I don't know that anyone has the answers to this just yet. Slaughter thinks that a woman in the White House will affect changes, but I question this as a blanket solution. Other women have held the highest offices of government in other countries before and still the world has not changed significantly for women. Sheryl Sandberg thinks that women need to lean-in and actively seek the higher paying, higher ranking jobs we want, but she forgets how she got to the place she is in now, in part by hiding the fact that she was sneaking home at 5:30 to have dinner with her children.

In THIS world, one has to make compromises. For me, the decision to stop working was made for me due to medical circumstances, but the decision to STAY at home after my children were born was all mine. This is the compromise I made. My former career, for this new version of my life. It's one that I would likely make again and one that in hindsight, made me realize how much I was trying to play the game of "work/career" with a set of rules that were never going to let me win. So, yeah, I forfeited the game and 'opted out'.

And so the two sides of me sometimes get into a bit of a kerfuffle with each other over this. I strive to be an example for my own children of living a wholehearted life and valuing myself and my work, both as a stay at home mother and as a feminist, but the guilt of not being the ideal or "perfect" version for either of these sometimes still gets to me.

Today I came across this post from Karen Walrond, photographer and blogger extraordinaire, and someone I had the pleasure of both meeting and hearing speak at Mom 2.014 last week. Here's what she had to say about comparison.

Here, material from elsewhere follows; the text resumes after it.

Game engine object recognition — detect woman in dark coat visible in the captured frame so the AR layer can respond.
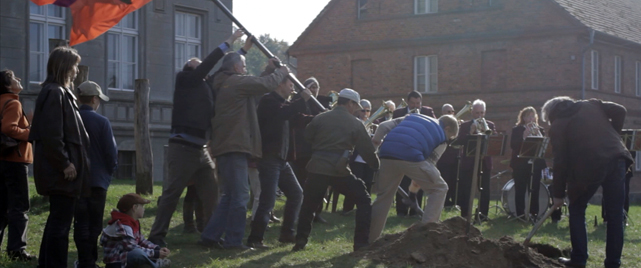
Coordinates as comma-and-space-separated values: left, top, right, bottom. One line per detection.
510, 106, 546, 219
29, 46, 90, 268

"I believe that comparison -- that is, comparing yourself or your work or your art with another person('s) -- is ultimately and almost without exception a waste of time. In my opinion, when you compare yourself with someone, you're comparing all of you -- your work, your thoughts about your own work, the effort behind your work, your thoughts about yourself -- with the appearance of someone else or their work at one instance in time, having no knowledge of its context. In other words, comparing yourself or your work with anyone else or their work is inherently an unfair comparison. It should be avoided. Besides, I do believe that it is patently impossible to create effectively in someone else's voice -- the inevitable result is disappointment. Accepting that you will do what you do differently from everyone else is incredibly freeing, and should be lived whole-heartedly."

This made me think... do you know what I do differently from everyone else?

I do this whole Stay at Home Feminist thing differently than anyone else. I know that in however small the ways may be, I AM affecting change. I am giving a voice, my voice, to other mothers and women in the world of feminism and beyond. And I am going to do my darnedest for the rest of my life to make sure that motherhood does not remain "the unfinished business of feminism".